I'm working my way through Axler's "Linear Algebra Done Right" (3rd ed.), and I'm getting stuck on section 1.23, which says:
- If $S$ is a set, then $\textbf{F}^S$ denotes the set of functions from $S$ to $\textbf{F}$.
- For $f, g \in \textbf{F}^S$, the sum $f + g \in \textbf{F}^S$ is the function defined by $$(f + g)(x) = f(x) + g(x)$$ for all $x \in S$.
- For $\lambda \in \textbf{F}$ and $f \in \textbf{F}^S$, the product $\lambda f \in \textbf{F}^S$ is the function defined by $$(\lambda f)(x) = \lambda f(x)$$ for all $x \in S$.
As an example of the notation above, if $S$ is the interval [0,1] and $\textbf{F} = \textbf{R}$, then $\textbf{R}^{[0,1]}$ is the set of real-valued functions on the interval [0,1].
In the next paragraph, the author goes on to assert the following:
Our previous examples of vector spaces, $\textbf{F}^n$ and $\textbf{F}^\infty$, are special cases of the vector space $\textbf{F}^S$ because a list of length $n$ of numbers in $\textbf{F}$ can be thought of as a function from {1, 2, ..., $n$} to $\textbf{F}$ and a sequence of numbers in $\textbf{F}$ can be thought of as a function from the set of positive integers to $\textbf{F}$. In other words, we can think of $\textbf{F}^n$ as $\textbf{F}^{\{1,2,...,n\}}$ and we can think of $\textbf{F}^\infty$ as $\textbf{F}^{\{1,2,...\}}$.
It's at this point I get confused, due mostly to the example which relies on $\textbf{R}^{[0,1]}$. It seems to me that then number of elements in $\textbf{R}^{[0,1]}$ should be uncountably infinite and that I should be able to generate any value between $-\infty$ and $\infty$ from [0,1] using some member of $\textbf{R}^{[0,1]}$, which feels a whole lot like generating a point in $\textbf{R}^\infty$.
If that's the case, then what's the difference between a tuple generated from $\textbf{R}^{\{1,2,...,n\}}$ and one generated from $\textbf{R}^{\{1,2,...,n+1\}}$?
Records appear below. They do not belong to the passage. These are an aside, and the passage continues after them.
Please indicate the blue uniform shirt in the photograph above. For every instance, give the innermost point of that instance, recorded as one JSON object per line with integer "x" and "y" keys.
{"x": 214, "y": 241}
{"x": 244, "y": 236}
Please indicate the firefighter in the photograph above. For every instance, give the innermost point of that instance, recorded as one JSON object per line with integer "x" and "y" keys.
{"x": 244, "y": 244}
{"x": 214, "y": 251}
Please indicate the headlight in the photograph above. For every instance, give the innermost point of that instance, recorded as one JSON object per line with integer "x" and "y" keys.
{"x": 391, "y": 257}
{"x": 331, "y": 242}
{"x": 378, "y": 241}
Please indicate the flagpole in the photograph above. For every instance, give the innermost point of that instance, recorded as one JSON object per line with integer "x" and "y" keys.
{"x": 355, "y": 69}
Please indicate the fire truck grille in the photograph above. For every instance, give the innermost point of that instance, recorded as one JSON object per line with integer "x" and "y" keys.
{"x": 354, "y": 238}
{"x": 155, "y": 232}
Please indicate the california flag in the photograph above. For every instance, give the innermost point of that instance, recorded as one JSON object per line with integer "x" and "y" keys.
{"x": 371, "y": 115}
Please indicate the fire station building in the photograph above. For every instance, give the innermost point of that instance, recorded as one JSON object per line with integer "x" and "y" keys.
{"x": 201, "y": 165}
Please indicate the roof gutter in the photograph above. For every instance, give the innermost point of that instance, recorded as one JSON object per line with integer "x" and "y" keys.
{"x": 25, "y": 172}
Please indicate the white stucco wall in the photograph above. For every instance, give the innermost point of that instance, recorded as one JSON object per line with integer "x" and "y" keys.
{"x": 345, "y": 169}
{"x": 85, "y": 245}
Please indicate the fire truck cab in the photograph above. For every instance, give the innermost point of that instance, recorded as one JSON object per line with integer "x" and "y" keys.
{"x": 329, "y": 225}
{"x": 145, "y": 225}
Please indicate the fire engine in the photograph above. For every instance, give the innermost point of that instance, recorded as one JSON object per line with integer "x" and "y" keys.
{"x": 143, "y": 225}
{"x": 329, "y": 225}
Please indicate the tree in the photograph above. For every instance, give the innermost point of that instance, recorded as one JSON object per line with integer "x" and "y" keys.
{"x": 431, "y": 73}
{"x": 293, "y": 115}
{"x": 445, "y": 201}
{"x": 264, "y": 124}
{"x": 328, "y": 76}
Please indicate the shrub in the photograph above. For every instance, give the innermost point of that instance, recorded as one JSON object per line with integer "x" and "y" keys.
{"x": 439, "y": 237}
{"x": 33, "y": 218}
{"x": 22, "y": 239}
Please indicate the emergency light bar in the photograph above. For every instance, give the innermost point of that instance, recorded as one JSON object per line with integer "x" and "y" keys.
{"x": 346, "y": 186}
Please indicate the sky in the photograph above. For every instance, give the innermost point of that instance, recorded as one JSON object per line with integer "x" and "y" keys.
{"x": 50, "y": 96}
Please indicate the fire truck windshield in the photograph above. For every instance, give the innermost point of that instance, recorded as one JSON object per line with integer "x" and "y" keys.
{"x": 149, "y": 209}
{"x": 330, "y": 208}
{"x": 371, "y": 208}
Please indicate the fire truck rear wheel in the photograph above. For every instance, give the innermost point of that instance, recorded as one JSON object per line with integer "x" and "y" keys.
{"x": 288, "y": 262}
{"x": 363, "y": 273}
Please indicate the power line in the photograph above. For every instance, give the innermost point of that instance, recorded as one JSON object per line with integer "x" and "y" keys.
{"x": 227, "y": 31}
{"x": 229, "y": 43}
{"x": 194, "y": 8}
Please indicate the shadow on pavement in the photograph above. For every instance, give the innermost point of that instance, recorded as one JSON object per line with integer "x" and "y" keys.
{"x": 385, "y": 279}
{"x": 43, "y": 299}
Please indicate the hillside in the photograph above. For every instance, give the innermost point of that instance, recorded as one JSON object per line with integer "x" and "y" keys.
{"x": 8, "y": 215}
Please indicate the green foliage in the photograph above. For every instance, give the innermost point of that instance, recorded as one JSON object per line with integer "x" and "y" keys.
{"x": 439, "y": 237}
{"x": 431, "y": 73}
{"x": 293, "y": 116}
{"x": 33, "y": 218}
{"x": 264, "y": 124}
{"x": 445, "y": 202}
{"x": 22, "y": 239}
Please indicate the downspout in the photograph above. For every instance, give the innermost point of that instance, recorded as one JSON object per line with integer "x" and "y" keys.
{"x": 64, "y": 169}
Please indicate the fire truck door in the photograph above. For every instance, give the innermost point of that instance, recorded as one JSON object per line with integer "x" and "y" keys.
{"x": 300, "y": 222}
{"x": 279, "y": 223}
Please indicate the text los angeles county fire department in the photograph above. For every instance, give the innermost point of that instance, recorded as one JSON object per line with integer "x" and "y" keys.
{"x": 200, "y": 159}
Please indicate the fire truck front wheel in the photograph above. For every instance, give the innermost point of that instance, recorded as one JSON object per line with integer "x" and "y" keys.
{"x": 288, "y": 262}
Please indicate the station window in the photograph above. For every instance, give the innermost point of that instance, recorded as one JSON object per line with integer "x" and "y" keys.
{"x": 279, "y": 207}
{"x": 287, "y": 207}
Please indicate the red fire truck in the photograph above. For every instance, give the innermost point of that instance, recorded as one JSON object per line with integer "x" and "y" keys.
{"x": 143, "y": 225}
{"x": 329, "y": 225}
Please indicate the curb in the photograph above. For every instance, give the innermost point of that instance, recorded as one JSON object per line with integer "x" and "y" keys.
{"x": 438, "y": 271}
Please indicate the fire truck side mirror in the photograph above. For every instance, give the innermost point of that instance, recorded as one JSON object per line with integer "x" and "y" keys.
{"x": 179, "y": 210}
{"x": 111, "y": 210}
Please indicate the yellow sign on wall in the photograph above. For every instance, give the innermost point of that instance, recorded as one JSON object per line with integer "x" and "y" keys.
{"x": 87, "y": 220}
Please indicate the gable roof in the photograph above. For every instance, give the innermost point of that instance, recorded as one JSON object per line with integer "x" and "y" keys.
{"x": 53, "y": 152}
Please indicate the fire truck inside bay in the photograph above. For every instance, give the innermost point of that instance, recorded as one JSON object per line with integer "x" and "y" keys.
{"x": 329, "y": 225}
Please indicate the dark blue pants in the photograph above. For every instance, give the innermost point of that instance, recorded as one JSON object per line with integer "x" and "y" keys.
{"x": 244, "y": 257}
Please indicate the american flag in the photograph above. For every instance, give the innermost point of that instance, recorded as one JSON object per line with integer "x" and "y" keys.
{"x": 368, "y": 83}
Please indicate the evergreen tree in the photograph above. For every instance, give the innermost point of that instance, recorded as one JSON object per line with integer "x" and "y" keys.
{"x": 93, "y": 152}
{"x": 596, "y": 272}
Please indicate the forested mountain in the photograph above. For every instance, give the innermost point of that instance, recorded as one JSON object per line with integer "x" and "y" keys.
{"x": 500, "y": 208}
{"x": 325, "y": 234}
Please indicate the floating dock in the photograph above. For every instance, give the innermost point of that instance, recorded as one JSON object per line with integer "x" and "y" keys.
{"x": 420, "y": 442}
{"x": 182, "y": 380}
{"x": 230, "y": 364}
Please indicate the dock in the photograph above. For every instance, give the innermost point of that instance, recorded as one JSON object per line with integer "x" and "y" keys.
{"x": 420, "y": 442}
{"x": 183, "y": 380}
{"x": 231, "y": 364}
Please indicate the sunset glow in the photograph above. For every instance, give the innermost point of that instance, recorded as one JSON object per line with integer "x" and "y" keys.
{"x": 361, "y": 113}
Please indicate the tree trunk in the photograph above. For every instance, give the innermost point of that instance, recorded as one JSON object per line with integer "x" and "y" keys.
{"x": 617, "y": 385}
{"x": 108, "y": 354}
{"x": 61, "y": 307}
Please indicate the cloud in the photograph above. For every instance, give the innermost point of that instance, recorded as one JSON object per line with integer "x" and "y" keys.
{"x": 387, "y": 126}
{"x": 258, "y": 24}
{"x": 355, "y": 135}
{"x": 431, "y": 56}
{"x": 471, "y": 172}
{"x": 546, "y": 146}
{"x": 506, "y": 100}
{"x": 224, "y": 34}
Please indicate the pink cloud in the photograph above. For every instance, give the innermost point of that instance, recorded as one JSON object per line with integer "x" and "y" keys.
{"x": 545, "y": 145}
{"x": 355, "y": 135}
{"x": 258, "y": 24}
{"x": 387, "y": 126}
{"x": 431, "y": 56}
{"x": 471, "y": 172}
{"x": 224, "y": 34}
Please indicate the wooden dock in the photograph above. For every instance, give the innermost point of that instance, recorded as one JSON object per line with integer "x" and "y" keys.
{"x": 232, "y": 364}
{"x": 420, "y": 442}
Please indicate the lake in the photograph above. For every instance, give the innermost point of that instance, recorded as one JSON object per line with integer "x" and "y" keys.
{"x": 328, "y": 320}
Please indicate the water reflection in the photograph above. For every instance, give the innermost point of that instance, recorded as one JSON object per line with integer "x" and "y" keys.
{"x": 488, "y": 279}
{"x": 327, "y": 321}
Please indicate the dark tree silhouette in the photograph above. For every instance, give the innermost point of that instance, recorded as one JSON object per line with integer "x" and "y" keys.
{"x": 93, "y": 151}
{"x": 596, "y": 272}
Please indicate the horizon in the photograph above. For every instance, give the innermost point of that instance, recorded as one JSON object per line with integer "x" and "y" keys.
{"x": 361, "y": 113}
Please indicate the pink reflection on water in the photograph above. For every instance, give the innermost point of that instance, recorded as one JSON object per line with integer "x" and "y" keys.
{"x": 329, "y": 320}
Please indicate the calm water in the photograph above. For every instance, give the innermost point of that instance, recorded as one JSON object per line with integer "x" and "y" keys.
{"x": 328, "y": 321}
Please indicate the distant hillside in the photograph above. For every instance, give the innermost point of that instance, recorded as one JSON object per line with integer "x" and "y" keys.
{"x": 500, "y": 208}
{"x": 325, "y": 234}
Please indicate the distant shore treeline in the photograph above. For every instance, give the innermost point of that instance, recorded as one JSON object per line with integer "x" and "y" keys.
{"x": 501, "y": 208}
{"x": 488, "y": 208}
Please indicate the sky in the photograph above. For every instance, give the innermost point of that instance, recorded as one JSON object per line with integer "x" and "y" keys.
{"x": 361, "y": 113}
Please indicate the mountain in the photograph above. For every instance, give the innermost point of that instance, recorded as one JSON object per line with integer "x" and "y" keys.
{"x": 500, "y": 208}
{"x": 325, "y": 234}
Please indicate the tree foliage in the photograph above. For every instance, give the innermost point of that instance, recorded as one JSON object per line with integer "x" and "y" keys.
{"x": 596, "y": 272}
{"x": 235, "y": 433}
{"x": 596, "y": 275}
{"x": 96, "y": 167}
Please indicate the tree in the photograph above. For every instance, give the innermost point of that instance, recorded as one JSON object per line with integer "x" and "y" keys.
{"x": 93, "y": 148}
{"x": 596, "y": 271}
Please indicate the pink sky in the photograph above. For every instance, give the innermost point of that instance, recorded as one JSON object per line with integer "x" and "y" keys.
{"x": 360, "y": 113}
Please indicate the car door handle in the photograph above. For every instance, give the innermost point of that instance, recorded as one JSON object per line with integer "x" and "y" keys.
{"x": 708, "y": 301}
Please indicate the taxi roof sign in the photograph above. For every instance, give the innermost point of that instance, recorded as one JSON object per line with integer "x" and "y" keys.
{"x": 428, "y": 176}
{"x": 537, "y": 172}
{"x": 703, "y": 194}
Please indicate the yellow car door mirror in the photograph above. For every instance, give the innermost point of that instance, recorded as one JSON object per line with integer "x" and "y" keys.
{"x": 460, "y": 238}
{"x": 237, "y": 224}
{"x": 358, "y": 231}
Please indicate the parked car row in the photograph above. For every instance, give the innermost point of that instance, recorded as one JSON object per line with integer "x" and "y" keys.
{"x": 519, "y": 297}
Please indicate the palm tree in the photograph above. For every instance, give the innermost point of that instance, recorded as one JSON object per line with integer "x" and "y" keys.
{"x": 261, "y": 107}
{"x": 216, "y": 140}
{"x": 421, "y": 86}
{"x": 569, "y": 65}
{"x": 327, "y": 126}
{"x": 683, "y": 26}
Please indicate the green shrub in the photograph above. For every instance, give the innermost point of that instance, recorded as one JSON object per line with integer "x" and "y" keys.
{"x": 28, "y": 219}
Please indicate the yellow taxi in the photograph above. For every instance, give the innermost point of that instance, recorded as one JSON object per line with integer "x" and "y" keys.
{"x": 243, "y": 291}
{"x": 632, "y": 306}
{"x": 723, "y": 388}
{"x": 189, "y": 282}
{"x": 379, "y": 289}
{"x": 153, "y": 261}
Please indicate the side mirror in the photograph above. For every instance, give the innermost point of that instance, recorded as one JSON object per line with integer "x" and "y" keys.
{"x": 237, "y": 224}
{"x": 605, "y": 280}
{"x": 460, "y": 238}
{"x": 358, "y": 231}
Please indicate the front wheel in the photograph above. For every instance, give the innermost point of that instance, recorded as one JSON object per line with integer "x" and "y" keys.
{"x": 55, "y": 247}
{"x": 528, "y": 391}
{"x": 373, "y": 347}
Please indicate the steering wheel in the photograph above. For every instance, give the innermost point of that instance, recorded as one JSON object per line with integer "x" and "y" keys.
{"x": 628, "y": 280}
I think my difficulty lies in not understanding implicit restrictions on the notation. The answer to this specific sub-question may be a shortcut to understanding: Suppose I'm trying to think of a particular point in $(x,y,z)\epsilon\textbf{R}^3$ as $\textbf{R}^{\{1,2,3\}}$ where $f,g,h\epsilon\textbf{R}^{\{1,2,3\}}$. Must I think of that point in $\textbf{R}^3$ as $(f(1)=x, f(2)=y, f(3)=z)$, or can I think of it as $(f(1)=x, g(2)=y, h(3)=z)$?